To prevent migration from the DTA to such tax-free enclaves, the SEZ
policy had earlier specified that no unit that shifted old machinery
would be given approval.
A proposal to ease the old rules has been forwarded by the commerce &
industry ministry to the law ministry. Government officials said this is
to address difficulties faced by certain sectors in obtaining
much-needed second-hand capital goods. "There are some capital goods
like testing equipment, routers and network equipment which are
considered specialised and very difficult to purchase quickly when a
unit sets up shop in an SEZ. Such equipment may be allowed to shift from
the DTA to an SEZ," an official said.
However, such shifting of old equipment will be considered on a
case-to-case basis and "only where we are completely convinced about the
necessity", the official said, pointing out that even in such cases, the
government would ensure that 80% of the investment is fresh. The amended
rules would also clarify that there was no restriction on second-hand
vehicles from carrying goods in and out of SEZs.
One of the objectives of the SEZ policy is to attract fresh investment
in terms of money and machinery.
• SEZ policy had disallowed shifting of old machinery to prevent migration
• However, some sectors faced difficulties in obtaining critical
equipment when setting up shop in SEZs
• Cases would still be considered on a case-to-case basis, within the
overall 20% cap on old machinery
Experts see the government's new proposal as providing a breather to
units making huge investments. "This would be a welcome change as it
would provide operational flexibility for SEZ units. Earlier, there were
some genuine cases where the restrictions caused a lot of bottlenecks.
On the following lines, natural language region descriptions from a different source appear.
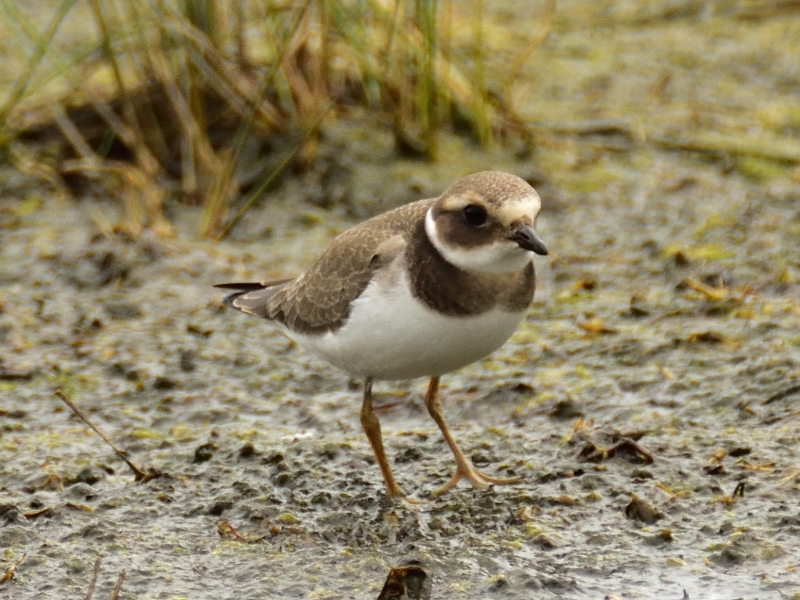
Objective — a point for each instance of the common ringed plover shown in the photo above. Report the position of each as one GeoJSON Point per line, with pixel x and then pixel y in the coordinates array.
{"type": "Point", "coordinates": [417, 291]}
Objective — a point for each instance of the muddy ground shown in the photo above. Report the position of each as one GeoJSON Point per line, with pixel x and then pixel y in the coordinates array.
{"type": "Point", "coordinates": [666, 314]}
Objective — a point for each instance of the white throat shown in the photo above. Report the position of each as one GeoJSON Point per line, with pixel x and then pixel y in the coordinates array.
{"type": "Point", "coordinates": [499, 257]}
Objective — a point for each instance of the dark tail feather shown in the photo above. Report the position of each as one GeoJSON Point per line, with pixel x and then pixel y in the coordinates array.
{"type": "Point", "coordinates": [251, 298]}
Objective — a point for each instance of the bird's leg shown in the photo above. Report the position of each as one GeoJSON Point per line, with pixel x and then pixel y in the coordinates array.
{"type": "Point", "coordinates": [372, 427]}
{"type": "Point", "coordinates": [464, 468]}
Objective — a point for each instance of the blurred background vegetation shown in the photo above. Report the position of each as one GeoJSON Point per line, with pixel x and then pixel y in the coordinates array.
{"type": "Point", "coordinates": [188, 96]}
{"type": "Point", "coordinates": [212, 102]}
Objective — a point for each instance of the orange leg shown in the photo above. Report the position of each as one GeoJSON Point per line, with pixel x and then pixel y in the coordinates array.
{"type": "Point", "coordinates": [464, 468]}
{"type": "Point", "coordinates": [372, 427]}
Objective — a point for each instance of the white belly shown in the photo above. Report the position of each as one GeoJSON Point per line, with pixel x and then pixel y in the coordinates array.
{"type": "Point", "coordinates": [391, 335]}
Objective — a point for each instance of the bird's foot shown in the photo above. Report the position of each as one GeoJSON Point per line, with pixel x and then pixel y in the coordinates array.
{"type": "Point", "coordinates": [478, 480]}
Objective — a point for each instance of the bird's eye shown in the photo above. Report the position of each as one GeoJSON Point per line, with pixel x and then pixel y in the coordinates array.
{"type": "Point", "coordinates": [475, 215]}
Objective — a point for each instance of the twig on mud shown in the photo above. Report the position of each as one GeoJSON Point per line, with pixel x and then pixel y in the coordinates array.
{"type": "Point", "coordinates": [9, 574]}
{"type": "Point", "coordinates": [93, 580]}
{"type": "Point", "coordinates": [227, 531]}
{"type": "Point", "coordinates": [138, 474]}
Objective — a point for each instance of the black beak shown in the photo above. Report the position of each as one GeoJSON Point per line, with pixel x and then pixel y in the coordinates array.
{"type": "Point", "coordinates": [528, 239]}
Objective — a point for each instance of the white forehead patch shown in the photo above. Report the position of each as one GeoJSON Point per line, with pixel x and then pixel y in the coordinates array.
{"type": "Point", "coordinates": [499, 257]}
{"type": "Point", "coordinates": [527, 206]}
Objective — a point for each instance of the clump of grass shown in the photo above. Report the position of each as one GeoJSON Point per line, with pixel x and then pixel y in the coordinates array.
{"type": "Point", "coordinates": [170, 96]}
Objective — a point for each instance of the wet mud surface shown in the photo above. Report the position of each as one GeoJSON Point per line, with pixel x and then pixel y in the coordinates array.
{"type": "Point", "coordinates": [650, 400]}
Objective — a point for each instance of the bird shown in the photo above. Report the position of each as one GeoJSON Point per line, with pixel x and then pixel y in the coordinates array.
{"type": "Point", "coordinates": [418, 291]}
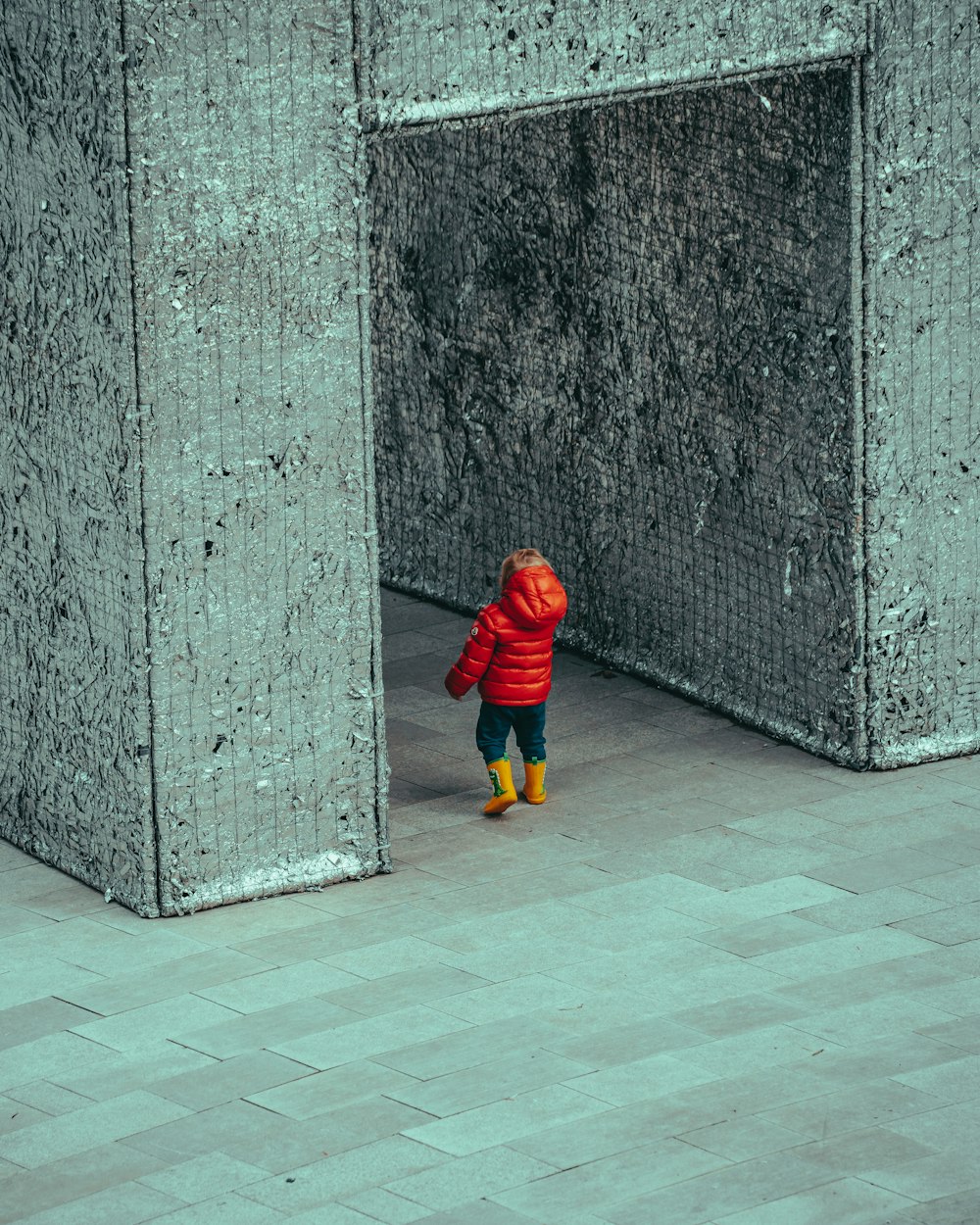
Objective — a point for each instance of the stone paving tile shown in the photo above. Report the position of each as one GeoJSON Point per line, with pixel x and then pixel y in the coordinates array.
{"type": "Point", "coordinates": [16, 919]}
{"type": "Point", "coordinates": [618, 1130]}
{"type": "Point", "coordinates": [739, 1013]}
{"type": "Point", "coordinates": [476, 1176]}
{"type": "Point", "coordinates": [571, 881]}
{"type": "Point", "coordinates": [479, 1086]}
{"type": "Point", "coordinates": [530, 993]}
{"type": "Point", "coordinates": [720, 1194]}
{"type": "Point", "coordinates": [956, 1081]}
{"type": "Point", "coordinates": [877, 1018]}
{"type": "Point", "coordinates": [755, 1050]}
{"type": "Point", "coordinates": [321, 941]}
{"type": "Point", "coordinates": [470, 1047]}
{"type": "Point", "coordinates": [844, 952]}
{"type": "Point", "coordinates": [96, 946]}
{"type": "Point", "coordinates": [243, 1076]}
{"type": "Point", "coordinates": [956, 925]}
{"type": "Point", "coordinates": [377, 892]}
{"type": "Point", "coordinates": [870, 1148]}
{"type": "Point", "coordinates": [52, 1099]}
{"type": "Point", "coordinates": [135, 1068]}
{"type": "Point", "coordinates": [204, 1177]}
{"type": "Point", "coordinates": [30, 1020]}
{"type": "Point", "coordinates": [868, 872]}
{"type": "Point", "coordinates": [427, 984]}
{"type": "Point", "coordinates": [254, 1030]}
{"type": "Point", "coordinates": [640, 1079]}
{"type": "Point", "coordinates": [272, 988]}
{"type": "Point", "coordinates": [596, 1185]}
{"type": "Point", "coordinates": [764, 935]}
{"type": "Point", "coordinates": [878, 907]}
{"type": "Point", "coordinates": [174, 1018]}
{"type": "Point", "coordinates": [961, 885]}
{"type": "Point", "coordinates": [47, 1057]}
{"type": "Point", "coordinates": [743, 1138]}
{"type": "Point", "coordinates": [195, 973]}
{"type": "Point", "coordinates": [15, 1115]}
{"type": "Point", "coordinates": [862, 983]}
{"type": "Point", "coordinates": [318, 1093]}
{"type": "Point", "coordinates": [872, 1103]}
{"type": "Point", "coordinates": [959, 1209]}
{"type": "Point", "coordinates": [128, 1201]}
{"type": "Point", "coordinates": [500, 1122]}
{"type": "Point", "coordinates": [40, 979]}
{"type": "Point", "coordinates": [963, 1033]}
{"type": "Point", "coordinates": [68, 1135]}
{"type": "Point", "coordinates": [930, 1177]}
{"type": "Point", "coordinates": [880, 1057]}
{"type": "Point", "coordinates": [892, 799]}
{"type": "Point", "coordinates": [337, 1177]}
{"type": "Point", "coordinates": [225, 1209]}
{"type": "Point", "coordinates": [60, 1182]}
{"type": "Point", "coordinates": [383, 1205]}
{"type": "Point", "coordinates": [367, 1038]}
{"type": "Point", "coordinates": [846, 1201]}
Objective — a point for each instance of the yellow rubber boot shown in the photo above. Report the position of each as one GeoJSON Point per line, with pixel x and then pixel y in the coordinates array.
{"type": "Point", "coordinates": [503, 784]}
{"type": "Point", "coordinates": [534, 792]}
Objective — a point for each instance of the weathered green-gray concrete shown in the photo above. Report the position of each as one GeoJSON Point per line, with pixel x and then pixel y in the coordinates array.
{"type": "Point", "coordinates": [922, 436]}
{"type": "Point", "coordinates": [74, 711]}
{"type": "Point", "coordinates": [200, 501]}
{"type": "Point", "coordinates": [191, 706]}
{"type": "Point", "coordinates": [259, 484]}
{"type": "Point", "coordinates": [902, 522]}
{"type": "Point", "coordinates": [623, 333]}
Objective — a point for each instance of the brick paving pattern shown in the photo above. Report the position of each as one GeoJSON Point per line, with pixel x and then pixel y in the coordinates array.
{"type": "Point", "coordinates": [711, 981]}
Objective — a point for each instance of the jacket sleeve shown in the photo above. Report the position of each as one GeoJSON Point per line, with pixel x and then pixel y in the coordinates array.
{"type": "Point", "coordinates": [475, 658]}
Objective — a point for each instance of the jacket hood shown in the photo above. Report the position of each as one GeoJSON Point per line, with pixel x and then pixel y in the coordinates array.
{"type": "Point", "coordinates": [534, 598]}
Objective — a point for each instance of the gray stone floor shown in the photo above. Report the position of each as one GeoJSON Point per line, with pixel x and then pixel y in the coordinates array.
{"type": "Point", "coordinates": [711, 980]}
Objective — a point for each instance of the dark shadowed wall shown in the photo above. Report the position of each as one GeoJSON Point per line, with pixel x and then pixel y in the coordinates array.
{"type": "Point", "coordinates": [623, 334]}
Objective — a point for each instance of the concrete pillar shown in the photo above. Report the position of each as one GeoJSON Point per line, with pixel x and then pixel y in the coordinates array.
{"type": "Point", "coordinates": [196, 709]}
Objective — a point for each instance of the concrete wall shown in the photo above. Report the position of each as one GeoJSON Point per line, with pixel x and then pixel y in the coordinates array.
{"type": "Point", "coordinates": [902, 664]}
{"type": "Point", "coordinates": [622, 334]}
{"type": "Point", "coordinates": [197, 500]}
{"type": "Point", "coordinates": [922, 441]}
{"type": "Point", "coordinates": [74, 711]}
{"type": "Point", "coordinates": [261, 573]}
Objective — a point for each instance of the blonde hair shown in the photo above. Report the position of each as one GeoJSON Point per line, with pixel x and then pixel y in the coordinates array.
{"type": "Point", "coordinates": [518, 560]}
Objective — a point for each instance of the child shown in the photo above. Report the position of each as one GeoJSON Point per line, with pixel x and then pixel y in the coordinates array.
{"type": "Point", "coordinates": [509, 652]}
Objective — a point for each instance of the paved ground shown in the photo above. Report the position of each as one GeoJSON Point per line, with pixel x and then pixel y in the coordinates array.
{"type": "Point", "coordinates": [711, 980]}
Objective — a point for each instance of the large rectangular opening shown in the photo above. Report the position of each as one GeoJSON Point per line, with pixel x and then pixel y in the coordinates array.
{"type": "Point", "coordinates": [622, 334]}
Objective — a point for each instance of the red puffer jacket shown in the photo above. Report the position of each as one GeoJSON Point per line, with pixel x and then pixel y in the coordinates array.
{"type": "Point", "coordinates": [509, 650]}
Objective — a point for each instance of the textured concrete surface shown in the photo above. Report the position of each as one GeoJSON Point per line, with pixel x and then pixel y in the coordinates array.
{"type": "Point", "coordinates": [906, 552]}
{"type": "Point", "coordinates": [259, 503]}
{"type": "Point", "coordinates": [74, 718]}
{"type": "Point", "coordinates": [711, 980]}
{"type": "Point", "coordinates": [623, 333]}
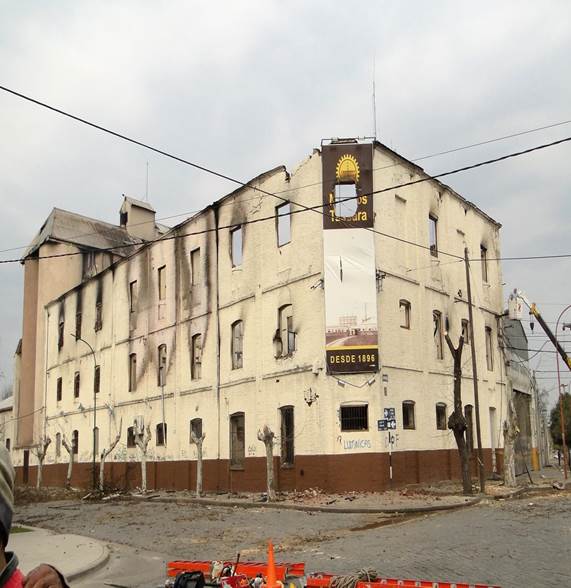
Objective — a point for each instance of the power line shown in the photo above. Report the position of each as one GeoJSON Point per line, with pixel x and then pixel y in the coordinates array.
{"type": "Point", "coordinates": [304, 208]}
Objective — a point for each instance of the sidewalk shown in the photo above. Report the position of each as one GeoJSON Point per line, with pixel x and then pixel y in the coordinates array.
{"type": "Point", "coordinates": [73, 555]}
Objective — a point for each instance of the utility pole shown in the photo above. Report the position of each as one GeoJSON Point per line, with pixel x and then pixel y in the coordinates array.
{"type": "Point", "coordinates": [481, 472]}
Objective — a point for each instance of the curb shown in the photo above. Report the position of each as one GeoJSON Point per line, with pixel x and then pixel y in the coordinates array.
{"type": "Point", "coordinates": [98, 564]}
{"type": "Point", "coordinates": [305, 508]}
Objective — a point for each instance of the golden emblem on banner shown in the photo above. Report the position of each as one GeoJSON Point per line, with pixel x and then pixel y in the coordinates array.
{"type": "Point", "coordinates": [347, 170]}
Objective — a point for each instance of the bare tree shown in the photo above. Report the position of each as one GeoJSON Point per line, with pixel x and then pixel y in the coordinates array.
{"type": "Point", "coordinates": [511, 432]}
{"type": "Point", "coordinates": [142, 438]}
{"type": "Point", "coordinates": [69, 448]}
{"type": "Point", "coordinates": [104, 455]}
{"type": "Point", "coordinates": [40, 452]}
{"type": "Point", "coordinates": [457, 421]}
{"type": "Point", "coordinates": [197, 440]}
{"type": "Point", "coordinates": [267, 437]}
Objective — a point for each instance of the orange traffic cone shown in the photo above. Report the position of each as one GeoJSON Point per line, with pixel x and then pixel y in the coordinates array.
{"type": "Point", "coordinates": [271, 575]}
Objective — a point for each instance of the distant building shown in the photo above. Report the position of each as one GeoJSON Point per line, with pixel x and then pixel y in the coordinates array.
{"type": "Point", "coordinates": [256, 311]}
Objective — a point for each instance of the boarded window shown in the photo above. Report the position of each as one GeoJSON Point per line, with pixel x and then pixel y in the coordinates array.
{"type": "Point", "coordinates": [283, 223]}
{"type": "Point", "coordinates": [196, 428]}
{"type": "Point", "coordinates": [162, 365]}
{"type": "Point", "coordinates": [132, 372]}
{"type": "Point", "coordinates": [484, 263]}
{"type": "Point", "coordinates": [196, 357]}
{"type": "Point", "coordinates": [466, 331]}
{"type": "Point", "coordinates": [287, 435]}
{"type": "Point", "coordinates": [75, 442]}
{"type": "Point", "coordinates": [162, 279]}
{"type": "Point", "coordinates": [404, 310]}
{"type": "Point", "coordinates": [131, 437]}
{"type": "Point", "coordinates": [237, 345]}
{"type": "Point", "coordinates": [489, 349]}
{"type": "Point", "coordinates": [133, 296]}
{"type": "Point", "coordinates": [58, 445]}
{"type": "Point", "coordinates": [98, 316]}
{"type": "Point", "coordinates": [441, 422]}
{"type": "Point", "coordinates": [286, 336]}
{"type": "Point", "coordinates": [161, 435]}
{"type": "Point", "coordinates": [195, 269]}
{"type": "Point", "coordinates": [408, 415]}
{"type": "Point", "coordinates": [236, 246]}
{"type": "Point", "coordinates": [76, 384]}
{"type": "Point", "coordinates": [237, 440]}
{"type": "Point", "coordinates": [61, 326]}
{"type": "Point", "coordinates": [433, 235]}
{"type": "Point", "coordinates": [78, 325]}
{"type": "Point", "coordinates": [437, 333]}
{"type": "Point", "coordinates": [355, 418]}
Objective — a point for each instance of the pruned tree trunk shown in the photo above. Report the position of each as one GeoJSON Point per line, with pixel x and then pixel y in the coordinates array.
{"type": "Point", "coordinates": [198, 442]}
{"type": "Point", "coordinates": [511, 432]}
{"type": "Point", "coordinates": [40, 452]}
{"type": "Point", "coordinates": [69, 449]}
{"type": "Point", "coordinates": [267, 437]}
{"type": "Point", "coordinates": [457, 421]}
{"type": "Point", "coordinates": [104, 455]}
{"type": "Point", "coordinates": [142, 439]}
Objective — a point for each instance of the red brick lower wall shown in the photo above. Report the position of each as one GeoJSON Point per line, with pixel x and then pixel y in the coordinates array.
{"type": "Point", "coordinates": [331, 473]}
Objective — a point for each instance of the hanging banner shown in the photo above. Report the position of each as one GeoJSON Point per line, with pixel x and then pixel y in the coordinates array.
{"type": "Point", "coordinates": [351, 339]}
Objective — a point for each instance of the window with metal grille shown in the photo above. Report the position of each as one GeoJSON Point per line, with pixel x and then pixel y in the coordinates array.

Besides, there was no clarity regarding the provision regarding this
rule on second-hand equipment," said Abhishek Goenka, partner &
executive director, BMR & Associates.
"This 20% value is minimal, as 80% coming in is fresh investment. It is
better to use such critical equipment than throw it away as scrap. Even
in the Budget, the finance ministry had amended the Income-Tax Act to
this effect. Now, the SEZ Rules will be aligned to that," said LB
Singhal, director general, Export Promotion Council for EOUs & SEZs.